By Chet Brokaw

The Associated Press

PIERRE, SD (AP)--South Dakota must change the way it determines the taxable value of farm and ranch land because current practices eventually may be declared improper, a state lawmaker said Jan. 20.

"We're sitting there on a bomb," said Rep. Jim Lintz, R-Hermosa.

Lintz urged the House Taxation Committee to approve a measure that says the taxable value of farm and ranch land should be determined by its ability to produce agricultural income.

The panel delayed a vote on HB1005 until a subcommittee takes a closer look at the bill's provisions.

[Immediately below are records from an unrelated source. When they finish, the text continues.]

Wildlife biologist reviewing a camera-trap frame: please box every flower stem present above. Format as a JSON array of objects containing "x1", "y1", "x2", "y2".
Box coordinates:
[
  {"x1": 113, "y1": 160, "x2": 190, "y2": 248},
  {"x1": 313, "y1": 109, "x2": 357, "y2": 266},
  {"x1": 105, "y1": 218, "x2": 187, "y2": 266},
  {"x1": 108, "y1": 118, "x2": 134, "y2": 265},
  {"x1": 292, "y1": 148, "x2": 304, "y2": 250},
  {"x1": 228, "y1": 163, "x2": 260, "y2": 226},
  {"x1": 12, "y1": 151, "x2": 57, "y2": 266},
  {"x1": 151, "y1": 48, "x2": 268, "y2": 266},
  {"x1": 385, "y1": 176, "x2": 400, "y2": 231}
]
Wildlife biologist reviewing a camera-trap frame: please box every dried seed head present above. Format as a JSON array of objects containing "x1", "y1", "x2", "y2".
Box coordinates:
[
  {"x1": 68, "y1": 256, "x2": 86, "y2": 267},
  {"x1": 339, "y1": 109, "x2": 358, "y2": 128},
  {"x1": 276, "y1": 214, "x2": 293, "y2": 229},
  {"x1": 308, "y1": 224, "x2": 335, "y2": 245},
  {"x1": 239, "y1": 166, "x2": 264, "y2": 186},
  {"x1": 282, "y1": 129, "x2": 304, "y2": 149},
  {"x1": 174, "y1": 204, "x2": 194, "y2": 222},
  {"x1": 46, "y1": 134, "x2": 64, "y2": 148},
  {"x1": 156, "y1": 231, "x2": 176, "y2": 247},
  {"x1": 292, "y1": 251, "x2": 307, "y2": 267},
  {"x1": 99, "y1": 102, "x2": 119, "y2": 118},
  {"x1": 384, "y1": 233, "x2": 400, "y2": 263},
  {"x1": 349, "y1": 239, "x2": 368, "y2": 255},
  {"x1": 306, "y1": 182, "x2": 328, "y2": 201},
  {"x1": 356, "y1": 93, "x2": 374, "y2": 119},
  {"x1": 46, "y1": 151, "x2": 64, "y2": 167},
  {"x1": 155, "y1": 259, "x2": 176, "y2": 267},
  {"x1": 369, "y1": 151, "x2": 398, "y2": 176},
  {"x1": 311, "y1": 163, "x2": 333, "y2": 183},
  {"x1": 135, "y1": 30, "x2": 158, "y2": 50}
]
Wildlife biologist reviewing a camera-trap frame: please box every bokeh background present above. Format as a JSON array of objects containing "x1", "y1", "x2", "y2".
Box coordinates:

The taxable value of agricultural land is now generally set by considering the selling price of comparable land in each county. But assessments can be skewed when some land is sold at high prices for housing or business development, recreation or other uses.

The reliance on comparable sales is not working very well to set reasonable taxable values, Lintz said.

"We need to correct it before it gets worse," he said.

A current state law says sales for prices that exceed 150% of the value for agricultural purposes will not be considered in determining the taxable value of comparable land. But many lawmakers say that law may be unconstitutional.

Lintz said Custer County is assessing land at between $100 and $200 an acre, which fairly reflects its value when used for agricultural production. Land is actually being sold for $2,000 to $2,600, but those sales do not affect valuations because they exceed 150% of the land's value for raising crops or livestock, he said.

At some point, state officials might rule that such assessment practices are unfair, Lintz said.

A rancher could not make a living raising cattle if he paid $2,600 an acre for grazing land because annual property taxes would be about $1,000 for each cow the land can support, Lintz said. "Are you going to tell the people of South Dakota you have to be wealthy to own property?"

The bill would determine the income-producing ability of land on the basis of how much it yields and the selling price of crops and livestock, averaged over a period of years. The income capacity then would be used to determine what land is worth when used for agricultural production in each county.

Surveys of soil types would be used to adjust the taxable value for different land within each county.

A pilot study on the proposed new assessment method would be done in Brown, Codington, Corson, Custer, Hand, Meade, Moody, Tripp and Turner counties.

Cottonwood rancher Larry Gabriel, a former House member, agreed that the current system is not working. Taxable values in his area jumped 61% last year but dropped 25% this year, he said.

Gabriel said a new system based on income capacity should be designed to prevent big changes in assessments and taxes from year to year.

Rep. Bill Napoli, R-Rapid City, said he is worried that the proposal might shift a greater tax burden to urban property. It might lower property taxes on agricultural land while raising taxes on all other property, he said.

Gabriel said a new system should allow a gradual change in the taxable value of agricultural land based on changes in how much farmers and ranchers can earn.

Jim Fry of the state Revenue Department said the measure might cause a shift in taxes among various kinds of property in South Dakota.

Fry said the proposal might shift taxes between crop and grazing land. And schools, counties and cities in rural areas could wind up in financial trouble in the event of a long-lasting downturn in the farm economy, he said.

The proposed change would involve the collection of numbers that would be used for computer calculations, Fry said.

"This moves away from an appraisal problem to really more of a giant math problem," he said.

Rep. Al Waltman, D-Aberdeen, said South Dakota is the only Midwestern state that still uses comparable sales to determine the taxable value of agricultural land.